Samsung Electronics jumped 6.4% to 687,000 won ($750), its highest close in more than two years, on a report of a possible hostile takeover bid by Carl Icahn and other hedge funds. South Korea's daily Chosun Ilbo broke the news, but Samsung's executive VP of investor relations told analysts he is unaware of a hostile bid by Icahn, adding that Samsung "has an appropriate set of strategies in place that we'll implement." The Samsung Group owns 30.4% of Samsung Electronics, of which 3.2% is controlled by chairman Lee Kun-hee. Foreign investors are said to own a 49% stake. Samsung Electronics has a market cap of 101.3t won ($110b) based on Friday's close, meaning a hedge fund would need about $33b to achieve at least a 30% stake in order to gain managerial rights. Separately, Samsung reported better-than-expected Q2 earnings Friday, on strength in its LCD business, despite a 5% decline in net income on weakness in chips and mobile phones.

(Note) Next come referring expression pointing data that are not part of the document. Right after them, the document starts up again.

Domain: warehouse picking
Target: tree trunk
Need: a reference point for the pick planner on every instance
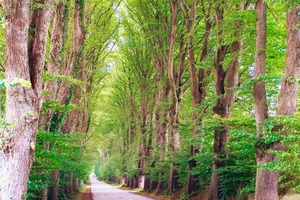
(266, 181)
(22, 103)
(198, 88)
(55, 63)
(75, 64)
(289, 88)
(53, 191)
(225, 82)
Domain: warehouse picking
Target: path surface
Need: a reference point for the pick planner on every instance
(103, 191)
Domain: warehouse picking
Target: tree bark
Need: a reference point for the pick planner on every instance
(53, 191)
(75, 64)
(266, 181)
(289, 87)
(56, 62)
(198, 87)
(22, 103)
(225, 82)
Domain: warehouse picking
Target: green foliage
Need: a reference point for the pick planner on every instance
(57, 152)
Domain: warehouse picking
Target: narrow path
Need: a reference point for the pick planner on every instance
(86, 195)
(104, 191)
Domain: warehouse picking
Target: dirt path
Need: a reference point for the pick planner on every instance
(86, 195)
(104, 191)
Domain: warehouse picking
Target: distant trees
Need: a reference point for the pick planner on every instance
(174, 93)
(25, 57)
(207, 73)
(49, 83)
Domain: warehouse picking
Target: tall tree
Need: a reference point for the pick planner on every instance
(267, 181)
(23, 62)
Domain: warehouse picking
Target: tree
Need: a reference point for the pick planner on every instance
(24, 64)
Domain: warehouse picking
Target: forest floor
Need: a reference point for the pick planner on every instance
(103, 191)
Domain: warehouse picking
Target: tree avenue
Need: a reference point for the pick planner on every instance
(182, 98)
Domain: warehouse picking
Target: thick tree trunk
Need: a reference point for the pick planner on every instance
(289, 87)
(22, 103)
(266, 181)
(53, 191)
(198, 89)
(75, 64)
(55, 63)
(225, 82)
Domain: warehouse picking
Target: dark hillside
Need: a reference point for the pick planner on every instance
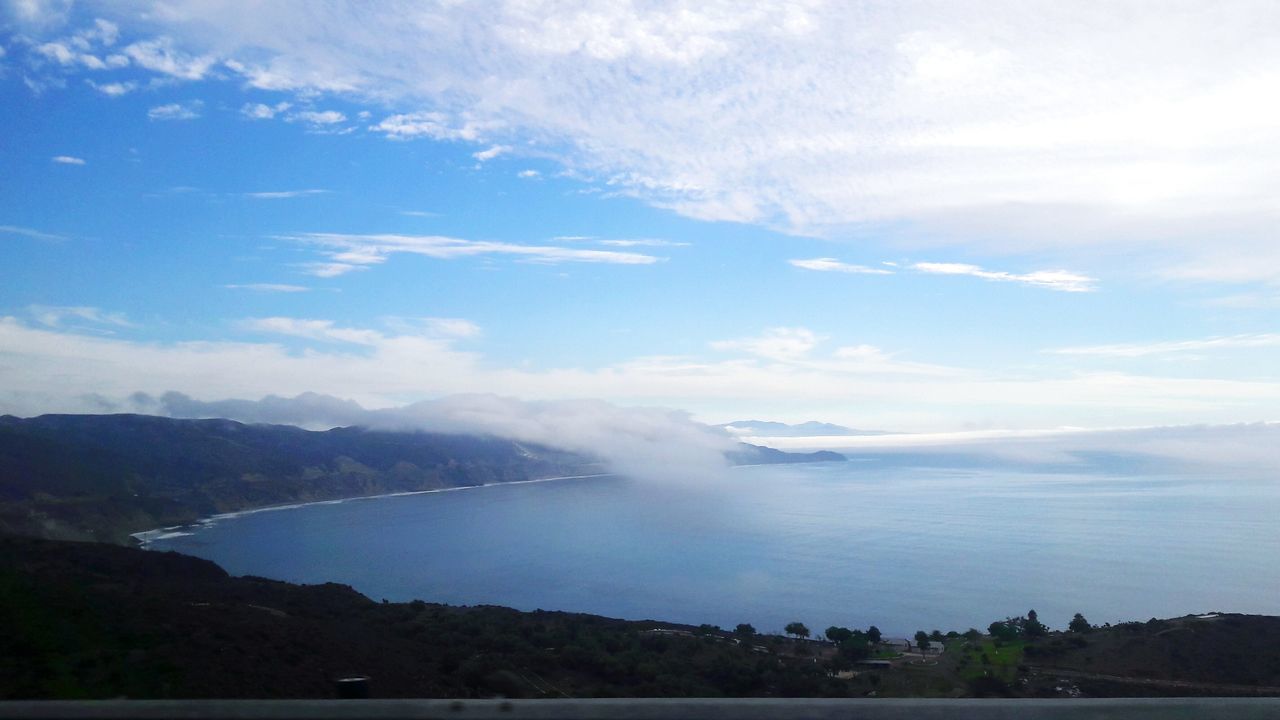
(97, 620)
(103, 477)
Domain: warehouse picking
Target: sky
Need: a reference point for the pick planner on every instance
(920, 217)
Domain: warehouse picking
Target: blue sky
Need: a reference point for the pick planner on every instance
(886, 215)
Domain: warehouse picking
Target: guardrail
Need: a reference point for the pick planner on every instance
(694, 709)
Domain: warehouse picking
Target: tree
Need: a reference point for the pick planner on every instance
(1032, 628)
(839, 634)
(1005, 629)
(1079, 624)
(796, 629)
(922, 639)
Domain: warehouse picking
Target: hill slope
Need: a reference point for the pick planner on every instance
(103, 477)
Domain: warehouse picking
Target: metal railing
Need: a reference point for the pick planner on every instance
(690, 709)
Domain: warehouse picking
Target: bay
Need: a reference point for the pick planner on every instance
(830, 543)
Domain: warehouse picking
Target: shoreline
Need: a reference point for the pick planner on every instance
(145, 538)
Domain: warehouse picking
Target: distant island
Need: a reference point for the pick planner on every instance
(106, 477)
(764, 428)
(92, 620)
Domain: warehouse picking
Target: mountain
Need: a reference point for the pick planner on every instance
(764, 428)
(749, 454)
(105, 477)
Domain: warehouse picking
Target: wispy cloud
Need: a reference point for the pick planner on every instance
(56, 315)
(347, 253)
(284, 194)
(485, 155)
(643, 242)
(160, 55)
(114, 89)
(269, 287)
(432, 124)
(1061, 281)
(176, 110)
(312, 329)
(819, 117)
(776, 343)
(31, 233)
(263, 112)
(832, 265)
(1142, 350)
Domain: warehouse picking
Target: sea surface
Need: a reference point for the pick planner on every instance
(830, 543)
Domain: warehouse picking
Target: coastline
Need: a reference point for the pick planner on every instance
(145, 538)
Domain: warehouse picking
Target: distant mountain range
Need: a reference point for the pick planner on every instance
(764, 428)
(104, 477)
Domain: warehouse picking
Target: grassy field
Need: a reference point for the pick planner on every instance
(988, 657)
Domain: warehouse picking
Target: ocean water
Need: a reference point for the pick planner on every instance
(831, 543)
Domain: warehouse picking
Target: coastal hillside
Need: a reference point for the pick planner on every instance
(91, 620)
(104, 477)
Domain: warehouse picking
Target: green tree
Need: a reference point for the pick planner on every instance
(922, 639)
(796, 629)
(839, 634)
(1079, 624)
(1033, 628)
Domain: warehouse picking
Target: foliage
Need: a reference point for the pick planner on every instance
(1079, 624)
(796, 629)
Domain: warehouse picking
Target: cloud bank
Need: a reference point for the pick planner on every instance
(644, 442)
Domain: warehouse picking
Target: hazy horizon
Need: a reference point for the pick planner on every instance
(908, 217)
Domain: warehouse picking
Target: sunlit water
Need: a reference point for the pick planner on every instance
(845, 543)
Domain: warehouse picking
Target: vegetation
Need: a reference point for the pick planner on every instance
(96, 620)
(796, 629)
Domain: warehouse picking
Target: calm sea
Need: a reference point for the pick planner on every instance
(832, 543)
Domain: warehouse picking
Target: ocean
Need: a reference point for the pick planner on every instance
(831, 543)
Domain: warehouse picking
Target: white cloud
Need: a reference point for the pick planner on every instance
(435, 126)
(51, 369)
(319, 117)
(643, 242)
(485, 155)
(1142, 350)
(32, 233)
(1061, 281)
(113, 89)
(831, 264)
(1001, 126)
(348, 253)
(261, 112)
(776, 343)
(176, 110)
(284, 194)
(269, 287)
(312, 329)
(56, 315)
(160, 55)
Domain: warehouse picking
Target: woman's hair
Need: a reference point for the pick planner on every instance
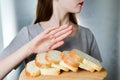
(44, 11)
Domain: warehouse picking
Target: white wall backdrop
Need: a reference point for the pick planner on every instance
(1, 39)
(101, 16)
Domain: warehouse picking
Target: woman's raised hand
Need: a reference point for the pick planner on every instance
(51, 38)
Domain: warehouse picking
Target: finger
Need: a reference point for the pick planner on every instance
(51, 29)
(58, 44)
(63, 36)
(58, 29)
(63, 31)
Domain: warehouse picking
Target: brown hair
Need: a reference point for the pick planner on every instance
(44, 11)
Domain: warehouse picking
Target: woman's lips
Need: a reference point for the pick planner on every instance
(81, 3)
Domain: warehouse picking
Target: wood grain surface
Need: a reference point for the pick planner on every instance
(80, 75)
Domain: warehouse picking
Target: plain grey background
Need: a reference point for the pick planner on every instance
(101, 16)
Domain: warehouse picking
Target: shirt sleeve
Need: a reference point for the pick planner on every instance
(21, 39)
(93, 46)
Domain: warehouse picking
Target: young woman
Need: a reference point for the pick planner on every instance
(50, 13)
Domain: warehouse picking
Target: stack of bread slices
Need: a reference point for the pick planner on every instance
(53, 61)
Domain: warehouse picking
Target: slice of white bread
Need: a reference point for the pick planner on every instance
(74, 69)
(49, 71)
(61, 67)
(69, 62)
(31, 70)
(53, 56)
(86, 59)
(40, 60)
(65, 56)
(86, 67)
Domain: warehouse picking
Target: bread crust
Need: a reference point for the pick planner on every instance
(67, 61)
(50, 60)
(76, 57)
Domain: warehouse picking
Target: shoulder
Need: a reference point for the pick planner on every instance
(84, 30)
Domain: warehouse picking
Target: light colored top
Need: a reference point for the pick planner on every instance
(84, 40)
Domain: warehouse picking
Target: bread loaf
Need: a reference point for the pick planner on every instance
(41, 61)
(86, 59)
(32, 70)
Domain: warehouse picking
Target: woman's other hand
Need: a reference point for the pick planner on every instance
(51, 38)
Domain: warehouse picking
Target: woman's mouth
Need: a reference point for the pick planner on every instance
(81, 3)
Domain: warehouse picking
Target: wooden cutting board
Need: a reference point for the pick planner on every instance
(80, 75)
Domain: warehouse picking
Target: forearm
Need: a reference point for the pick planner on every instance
(8, 63)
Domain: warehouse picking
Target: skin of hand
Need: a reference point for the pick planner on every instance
(49, 39)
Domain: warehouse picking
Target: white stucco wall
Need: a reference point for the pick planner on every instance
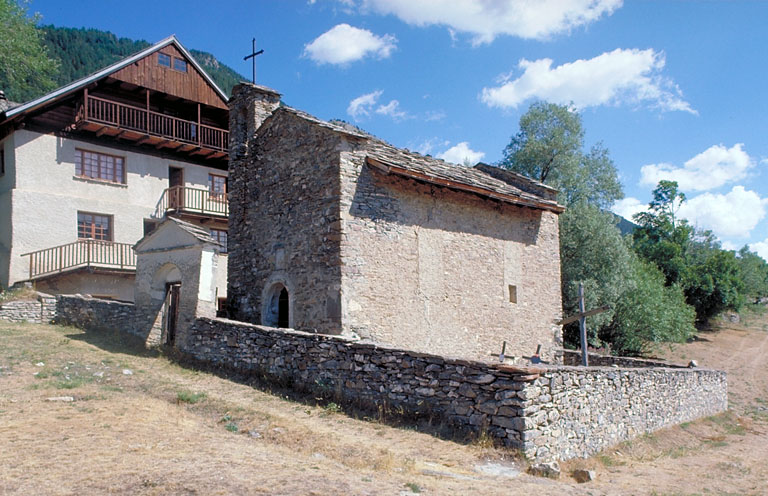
(48, 195)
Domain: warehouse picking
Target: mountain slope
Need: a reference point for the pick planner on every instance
(83, 51)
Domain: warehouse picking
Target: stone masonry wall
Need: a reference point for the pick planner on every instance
(549, 413)
(36, 311)
(93, 313)
(430, 269)
(284, 218)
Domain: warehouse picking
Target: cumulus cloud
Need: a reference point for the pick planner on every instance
(712, 168)
(362, 105)
(623, 76)
(761, 248)
(487, 19)
(733, 214)
(343, 44)
(628, 207)
(393, 110)
(461, 153)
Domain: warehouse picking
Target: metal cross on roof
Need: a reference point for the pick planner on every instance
(253, 55)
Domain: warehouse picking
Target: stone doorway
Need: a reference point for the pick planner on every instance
(171, 313)
(277, 307)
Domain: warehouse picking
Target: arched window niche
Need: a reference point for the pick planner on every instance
(276, 310)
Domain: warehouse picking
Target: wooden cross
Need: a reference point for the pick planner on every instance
(582, 318)
(253, 55)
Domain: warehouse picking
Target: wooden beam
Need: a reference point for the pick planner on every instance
(588, 313)
(205, 152)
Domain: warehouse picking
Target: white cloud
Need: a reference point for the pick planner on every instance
(392, 109)
(761, 248)
(734, 214)
(712, 168)
(487, 19)
(362, 105)
(628, 207)
(461, 154)
(623, 76)
(343, 44)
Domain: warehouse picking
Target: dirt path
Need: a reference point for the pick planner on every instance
(140, 424)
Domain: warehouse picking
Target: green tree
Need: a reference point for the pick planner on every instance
(709, 276)
(592, 252)
(549, 148)
(649, 313)
(26, 70)
(661, 238)
(754, 273)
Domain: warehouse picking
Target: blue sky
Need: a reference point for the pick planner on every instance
(674, 89)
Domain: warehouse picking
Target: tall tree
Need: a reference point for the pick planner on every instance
(754, 273)
(710, 277)
(549, 148)
(26, 70)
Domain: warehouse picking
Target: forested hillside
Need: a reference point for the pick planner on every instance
(80, 52)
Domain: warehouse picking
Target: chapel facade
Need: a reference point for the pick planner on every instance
(334, 231)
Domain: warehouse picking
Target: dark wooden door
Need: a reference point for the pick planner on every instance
(172, 312)
(176, 185)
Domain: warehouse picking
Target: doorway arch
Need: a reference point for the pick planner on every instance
(276, 308)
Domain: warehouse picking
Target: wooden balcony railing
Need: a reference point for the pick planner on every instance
(182, 199)
(83, 253)
(145, 121)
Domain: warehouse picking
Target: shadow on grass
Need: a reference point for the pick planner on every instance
(115, 342)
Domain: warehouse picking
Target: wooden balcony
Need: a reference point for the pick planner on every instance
(81, 254)
(182, 200)
(146, 127)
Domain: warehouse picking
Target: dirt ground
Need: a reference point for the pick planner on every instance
(139, 423)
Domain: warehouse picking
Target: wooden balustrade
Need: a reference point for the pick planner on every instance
(139, 119)
(83, 253)
(182, 199)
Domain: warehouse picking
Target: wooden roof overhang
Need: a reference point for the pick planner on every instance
(467, 188)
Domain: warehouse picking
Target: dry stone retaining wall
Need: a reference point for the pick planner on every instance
(549, 413)
(93, 313)
(36, 311)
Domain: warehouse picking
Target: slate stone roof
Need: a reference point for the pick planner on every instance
(482, 179)
(198, 232)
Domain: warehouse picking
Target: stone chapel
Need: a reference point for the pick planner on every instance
(334, 231)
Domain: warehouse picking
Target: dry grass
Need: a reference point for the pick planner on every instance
(167, 429)
(142, 424)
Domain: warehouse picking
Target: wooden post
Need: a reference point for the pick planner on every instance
(583, 327)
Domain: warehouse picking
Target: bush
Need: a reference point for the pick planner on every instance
(650, 313)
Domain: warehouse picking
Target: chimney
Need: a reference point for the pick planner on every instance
(249, 106)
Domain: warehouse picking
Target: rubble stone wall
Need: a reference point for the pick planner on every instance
(555, 412)
(284, 224)
(446, 272)
(28, 310)
(93, 313)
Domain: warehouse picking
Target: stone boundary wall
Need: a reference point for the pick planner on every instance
(571, 357)
(36, 311)
(557, 412)
(94, 313)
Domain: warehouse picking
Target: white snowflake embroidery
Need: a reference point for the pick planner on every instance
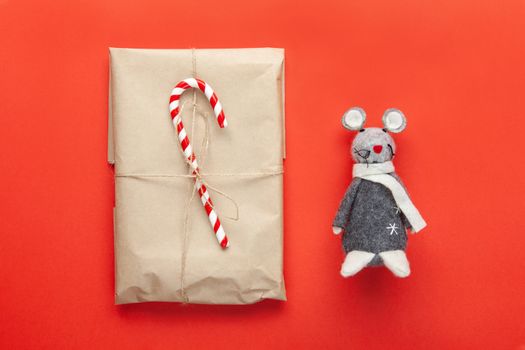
(393, 228)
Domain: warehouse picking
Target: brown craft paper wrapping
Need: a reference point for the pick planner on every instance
(243, 160)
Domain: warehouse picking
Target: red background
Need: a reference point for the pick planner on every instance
(457, 71)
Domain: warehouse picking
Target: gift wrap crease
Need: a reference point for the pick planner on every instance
(165, 248)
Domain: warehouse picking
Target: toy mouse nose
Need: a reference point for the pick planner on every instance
(378, 148)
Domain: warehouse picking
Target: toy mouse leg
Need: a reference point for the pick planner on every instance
(396, 261)
(355, 261)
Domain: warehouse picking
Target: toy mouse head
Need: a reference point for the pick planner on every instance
(373, 145)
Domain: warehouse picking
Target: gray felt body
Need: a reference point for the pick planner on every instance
(366, 212)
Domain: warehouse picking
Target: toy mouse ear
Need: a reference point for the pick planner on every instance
(394, 120)
(354, 118)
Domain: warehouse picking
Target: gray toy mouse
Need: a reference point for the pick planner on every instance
(376, 209)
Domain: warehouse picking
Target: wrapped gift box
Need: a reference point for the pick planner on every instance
(165, 247)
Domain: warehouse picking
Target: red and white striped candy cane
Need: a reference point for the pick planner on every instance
(188, 151)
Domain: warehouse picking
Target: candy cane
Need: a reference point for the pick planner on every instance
(188, 150)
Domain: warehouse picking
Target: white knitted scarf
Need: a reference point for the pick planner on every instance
(379, 172)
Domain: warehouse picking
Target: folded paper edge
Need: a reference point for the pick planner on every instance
(111, 149)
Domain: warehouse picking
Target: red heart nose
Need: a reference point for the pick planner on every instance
(378, 148)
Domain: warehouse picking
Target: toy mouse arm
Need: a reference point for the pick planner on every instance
(405, 221)
(343, 213)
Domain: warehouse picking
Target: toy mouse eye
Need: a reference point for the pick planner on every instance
(363, 153)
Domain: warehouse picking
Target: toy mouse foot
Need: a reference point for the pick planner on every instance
(355, 261)
(396, 261)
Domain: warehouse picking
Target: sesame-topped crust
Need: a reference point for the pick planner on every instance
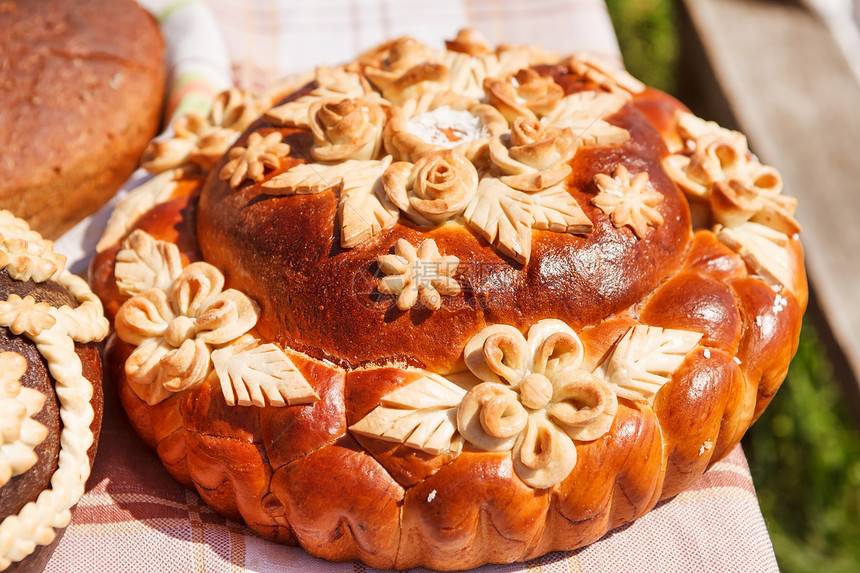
(498, 311)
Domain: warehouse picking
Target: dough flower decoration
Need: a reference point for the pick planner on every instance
(533, 157)
(329, 83)
(717, 166)
(198, 142)
(434, 189)
(534, 399)
(531, 395)
(524, 94)
(596, 70)
(752, 217)
(25, 315)
(346, 129)
(628, 202)
(418, 275)
(19, 432)
(187, 326)
(250, 162)
(24, 254)
(442, 120)
(404, 70)
(469, 41)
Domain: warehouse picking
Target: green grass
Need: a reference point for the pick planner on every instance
(804, 451)
(648, 39)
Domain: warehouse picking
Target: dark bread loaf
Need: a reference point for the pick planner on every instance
(82, 94)
(50, 393)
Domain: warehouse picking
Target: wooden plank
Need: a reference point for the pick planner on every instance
(773, 70)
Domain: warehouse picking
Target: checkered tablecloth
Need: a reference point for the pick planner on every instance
(134, 517)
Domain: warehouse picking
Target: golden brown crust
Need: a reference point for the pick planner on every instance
(344, 318)
(311, 475)
(83, 88)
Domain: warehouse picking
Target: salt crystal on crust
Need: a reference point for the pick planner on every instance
(431, 126)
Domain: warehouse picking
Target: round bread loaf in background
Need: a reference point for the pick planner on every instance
(51, 398)
(81, 91)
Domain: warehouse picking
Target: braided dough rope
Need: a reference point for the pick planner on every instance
(35, 523)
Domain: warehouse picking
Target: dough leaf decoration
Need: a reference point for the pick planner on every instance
(421, 415)
(144, 262)
(253, 374)
(645, 358)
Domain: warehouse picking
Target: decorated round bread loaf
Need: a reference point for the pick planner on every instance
(50, 393)
(450, 307)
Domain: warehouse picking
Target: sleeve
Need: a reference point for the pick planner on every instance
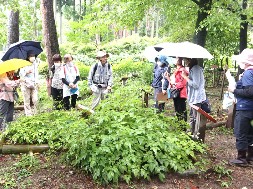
(91, 72)
(165, 84)
(196, 77)
(110, 81)
(22, 72)
(65, 81)
(9, 83)
(246, 92)
(181, 83)
(77, 79)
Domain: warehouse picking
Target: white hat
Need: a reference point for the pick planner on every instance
(246, 57)
(101, 54)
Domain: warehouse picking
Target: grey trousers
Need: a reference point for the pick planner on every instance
(6, 112)
(193, 116)
(99, 95)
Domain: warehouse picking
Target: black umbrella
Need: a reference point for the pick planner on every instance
(20, 49)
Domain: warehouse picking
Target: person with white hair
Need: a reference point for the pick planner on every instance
(243, 91)
(30, 86)
(100, 79)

Sources: Chosun Ilbo, Associated Press, Forbes.com, Reuters
Commentary: Samsung Headlines Korea's Top Heavy ETF • iPhone Unpacked • Samsung's 1Q Spending Supports Thesis That Capex Spending Will Slow
Stocks/ETFs to watch: Samsung Electronics is not traded in the U.S., however it is a sizable component of iShares MSCI South Korea Index (NYSEARCA:EWY) [14.7% of assets as of 6/30 per Morningstar] and the closed-end fund Korea Fund Inc. (NYSE:KF) [12% as of 3/31].